The Kremlin aggressively agitates the population of Russia to go to war and showers awards on propaganda soldiers who glorify the invasion. The Russian government actively stimulates folk celebrations in honor of the heroes of the SMO (Special Military Operation) and erects monuments to them across Russia and occupied Ukrainian regions. This public propaganda campaign is taking the ugliest forms.

War is presented as hope for an exit from the misery of the Russian provinces, as a ray of light in the dark tunnel of everyday problems, as an opportunity to earn a good living – even as a way to get rich – and eventually to build a pleasing personal life.

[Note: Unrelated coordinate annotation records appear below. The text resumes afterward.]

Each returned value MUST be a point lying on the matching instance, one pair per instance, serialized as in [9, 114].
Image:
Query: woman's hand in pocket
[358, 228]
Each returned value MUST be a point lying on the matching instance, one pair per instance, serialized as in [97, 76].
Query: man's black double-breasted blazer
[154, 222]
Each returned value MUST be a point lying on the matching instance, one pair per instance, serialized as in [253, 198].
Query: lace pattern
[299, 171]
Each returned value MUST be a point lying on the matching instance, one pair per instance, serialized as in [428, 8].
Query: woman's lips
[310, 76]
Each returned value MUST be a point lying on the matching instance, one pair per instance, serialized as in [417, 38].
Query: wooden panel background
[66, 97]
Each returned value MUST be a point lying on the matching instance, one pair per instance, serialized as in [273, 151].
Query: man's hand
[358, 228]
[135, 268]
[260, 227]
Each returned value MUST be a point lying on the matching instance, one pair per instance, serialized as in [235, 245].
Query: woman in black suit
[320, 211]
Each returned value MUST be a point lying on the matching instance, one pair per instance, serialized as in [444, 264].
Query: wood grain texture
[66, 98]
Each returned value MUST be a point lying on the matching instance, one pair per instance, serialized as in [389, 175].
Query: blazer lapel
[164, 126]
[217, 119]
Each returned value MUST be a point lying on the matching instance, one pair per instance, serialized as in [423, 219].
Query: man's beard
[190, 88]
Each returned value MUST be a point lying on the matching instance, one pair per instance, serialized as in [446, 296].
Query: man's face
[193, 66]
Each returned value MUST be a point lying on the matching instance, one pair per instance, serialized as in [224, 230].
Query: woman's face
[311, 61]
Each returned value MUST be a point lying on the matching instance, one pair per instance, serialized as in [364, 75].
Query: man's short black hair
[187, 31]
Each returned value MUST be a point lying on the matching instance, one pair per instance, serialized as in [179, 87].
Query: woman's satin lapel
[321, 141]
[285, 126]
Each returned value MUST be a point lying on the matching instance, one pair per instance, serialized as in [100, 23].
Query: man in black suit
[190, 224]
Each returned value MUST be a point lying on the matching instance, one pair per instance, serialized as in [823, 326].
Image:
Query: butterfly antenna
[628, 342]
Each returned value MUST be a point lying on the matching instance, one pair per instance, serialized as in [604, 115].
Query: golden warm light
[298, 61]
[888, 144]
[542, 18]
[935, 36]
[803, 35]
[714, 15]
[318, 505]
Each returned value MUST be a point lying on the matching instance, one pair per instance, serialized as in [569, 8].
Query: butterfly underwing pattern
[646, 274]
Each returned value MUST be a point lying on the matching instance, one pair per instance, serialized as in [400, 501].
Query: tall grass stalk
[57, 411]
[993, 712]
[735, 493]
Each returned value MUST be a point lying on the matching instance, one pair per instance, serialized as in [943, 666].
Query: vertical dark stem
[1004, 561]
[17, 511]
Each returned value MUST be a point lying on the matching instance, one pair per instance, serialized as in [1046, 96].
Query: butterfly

The state-run war-supporting outreach program bears all the hallmarks of a Soviet method. Mobilization cures drug addiction and alcoholism: either get high, or go and fight for the Fatherland. Solve your apartment issue: become a soldier and leave behind those annoying relatives or neighbors in the communal flat. Volunteer now! Look after yourself and your family through benefits from the State, free medical treatment for yourself and family, veteran combat status – in short, the respect of the surrounding tribes!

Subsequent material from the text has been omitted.